There’s a clear, well-established link between poor educational achievement and poverty. And low skills equals low wages, and, as automation increases in industry, no wages at all. Per the report: “Levels of poverty in Northern Ireland remain stubbornly high. About a fifth of the population - including one quarter of all children - live in poverty.”

This becomes cyclical. Children who grow up in poverty  are much more likely to have lower educational attainment, be unemployed, and live in poverty later in life.

They are also more likely to suffer more ill health, both physical and mental, and live shorter lives than those from more affluent backgrounds, which links us to another of the report’s key issues: the health crisis. This does not just involve enacting the necessary reforms for both health and social care – and funding them, but also uplifting support for mental health services.

Northern Ireland has the highest rates of poor mental health in the UK, but devotes a small fraction of health spending to the issue. One in five adults experience a mental health problem at any given time. Only 5% of the health budget is set aside for mental health.
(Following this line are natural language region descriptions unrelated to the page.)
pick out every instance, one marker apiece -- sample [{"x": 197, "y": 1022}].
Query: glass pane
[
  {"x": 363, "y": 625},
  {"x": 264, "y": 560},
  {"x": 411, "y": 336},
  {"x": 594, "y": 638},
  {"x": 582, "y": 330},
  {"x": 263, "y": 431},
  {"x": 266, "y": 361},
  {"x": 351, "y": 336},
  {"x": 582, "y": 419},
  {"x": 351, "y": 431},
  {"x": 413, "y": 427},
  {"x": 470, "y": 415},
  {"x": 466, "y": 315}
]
Health and well being are linked to a healthy environment. This bring us to another critical and urgent issue. The report states: “A decade after the UK Climate Change Act, Northern Ireland has set no emissions targets – unlike Scotland and Wales, both of which set their own targets in addition to those for the UK as a whole - and enacted no legislation. Since the Act came into force, emissions here have fallen by just 9% compared with 27% across the UK in general.”

If we are to make progress on this we will have to cut agricultural emissions. Per the report: “Current emissions from agriculture alone, which have remained steady since 1990, effectively consume the region’s entire allowance.”

This would mean providing support to farmers to start to shift production from livestock to crops and to re-forest some of their land. This would mean encouraging more people to eat healthier diets, which links back to improving health.

Moving Forward is an important document, and a great summary of some of the big challenges we face, all of which need urgent consideration and swift action.

Yet when we contemplate the sheer scale of the task, we will all be left hoping that the endearing optimism of it stating that “we can create a thriving society” can be realised. All the more reason to get involved and join this important debate.